Our job is literally to make you look good, so don’t be afraid to send us things – we won’t let anything into the public if it’s not appropriate, and everything is vetted by PR. “Trust us, we’ve been doing this long enough to know what might be problematic.” Of course we don’t just want content from patrol and specialized units. Send us things from the jail, courthouses, and civilian positions too. Think of what you like to see on social media (it’s cats, I know it’s cats) and then figure out how that can translate to the law enforcement world. Animals, positive interactions with the community, happy stories, touching stories, funny calls, DUIs, interesting arrests… we want the soft fluffy stuff AND the hard crime, as long as it can be presented in a way that educates and informs the public.

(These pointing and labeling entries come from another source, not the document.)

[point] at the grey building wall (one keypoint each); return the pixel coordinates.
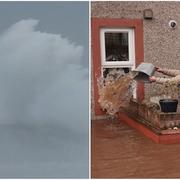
(161, 43)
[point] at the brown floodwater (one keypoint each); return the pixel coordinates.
(118, 151)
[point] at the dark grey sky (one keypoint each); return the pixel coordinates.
(70, 19)
(44, 90)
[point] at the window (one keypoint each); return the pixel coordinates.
(117, 51)
(117, 48)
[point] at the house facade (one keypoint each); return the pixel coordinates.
(124, 34)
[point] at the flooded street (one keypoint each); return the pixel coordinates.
(118, 151)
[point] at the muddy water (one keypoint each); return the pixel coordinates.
(119, 151)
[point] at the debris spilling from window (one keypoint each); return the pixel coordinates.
(115, 91)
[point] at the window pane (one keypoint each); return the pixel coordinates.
(115, 71)
(116, 46)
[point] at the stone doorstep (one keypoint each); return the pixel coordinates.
(154, 120)
(165, 138)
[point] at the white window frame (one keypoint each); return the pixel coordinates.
(131, 48)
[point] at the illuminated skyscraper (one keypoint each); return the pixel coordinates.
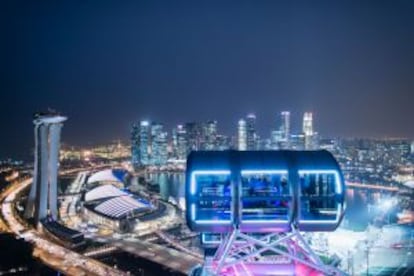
(242, 135)
(307, 124)
(42, 201)
(209, 135)
(144, 142)
(285, 126)
(251, 136)
(181, 143)
(194, 136)
(308, 130)
(135, 156)
(159, 144)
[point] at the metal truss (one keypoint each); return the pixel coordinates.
(246, 254)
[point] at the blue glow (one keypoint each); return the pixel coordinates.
(203, 240)
(212, 221)
(195, 173)
(338, 211)
(338, 190)
(338, 184)
(244, 172)
(193, 211)
(264, 221)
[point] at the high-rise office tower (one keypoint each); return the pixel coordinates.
(209, 135)
(307, 124)
(251, 135)
(194, 136)
(285, 126)
(135, 156)
(159, 144)
(308, 130)
(42, 201)
(182, 145)
(242, 135)
(144, 142)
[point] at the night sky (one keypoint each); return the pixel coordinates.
(108, 64)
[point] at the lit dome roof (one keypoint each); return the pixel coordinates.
(108, 176)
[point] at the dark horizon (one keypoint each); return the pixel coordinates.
(110, 65)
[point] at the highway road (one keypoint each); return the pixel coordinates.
(51, 254)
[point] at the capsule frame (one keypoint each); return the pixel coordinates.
(263, 191)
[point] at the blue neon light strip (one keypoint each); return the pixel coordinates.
(249, 172)
(196, 173)
(252, 172)
(338, 190)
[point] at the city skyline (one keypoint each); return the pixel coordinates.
(349, 63)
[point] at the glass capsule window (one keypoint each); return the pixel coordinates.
(265, 196)
(214, 197)
(318, 196)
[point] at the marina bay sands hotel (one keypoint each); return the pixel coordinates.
(42, 201)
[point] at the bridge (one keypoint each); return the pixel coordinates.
(169, 258)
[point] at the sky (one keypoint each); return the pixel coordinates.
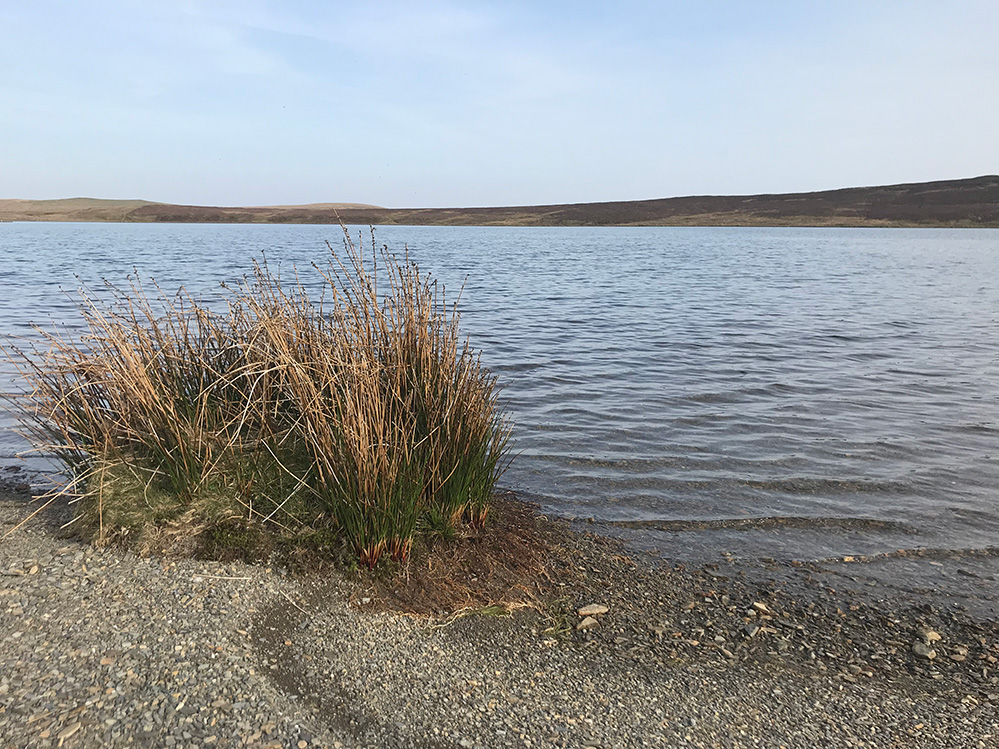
(452, 104)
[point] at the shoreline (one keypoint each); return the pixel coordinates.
(729, 654)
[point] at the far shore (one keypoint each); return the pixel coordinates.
(963, 203)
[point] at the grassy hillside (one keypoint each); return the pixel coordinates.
(967, 202)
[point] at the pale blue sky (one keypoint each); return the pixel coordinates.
(404, 104)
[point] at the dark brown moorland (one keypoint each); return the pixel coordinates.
(951, 203)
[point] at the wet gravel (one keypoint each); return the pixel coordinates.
(104, 648)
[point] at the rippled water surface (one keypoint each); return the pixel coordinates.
(770, 392)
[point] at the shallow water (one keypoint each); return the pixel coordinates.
(767, 392)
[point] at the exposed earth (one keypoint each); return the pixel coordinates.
(531, 634)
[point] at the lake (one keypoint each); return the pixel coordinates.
(789, 393)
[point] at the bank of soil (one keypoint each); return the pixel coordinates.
(102, 647)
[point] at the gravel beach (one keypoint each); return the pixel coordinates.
(102, 647)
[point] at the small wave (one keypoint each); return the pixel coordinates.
(737, 524)
(825, 486)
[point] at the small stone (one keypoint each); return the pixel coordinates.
(68, 731)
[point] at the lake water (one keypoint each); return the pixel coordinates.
(766, 392)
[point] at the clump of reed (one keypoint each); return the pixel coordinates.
(363, 409)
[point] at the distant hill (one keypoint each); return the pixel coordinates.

People talk about the thin blue line – the idea that law enforcement is the line keeping society from devolving into chaos. We in PR sometimes say that we’re the ones who actually hold the line. Through the stories and social media content we create we interact with far more people than all our deputies combined. What we have to say influences more people than what any one deputy can do on their own. “Deputies are holding the line with the bad guys – we’re holding the line between law enforcement and everybody else,” Ricky says. “The public has a lot of thoughts about law enforcement, and we have a tremendous responsibility to mold those thoughts and point out when they’re wrong.”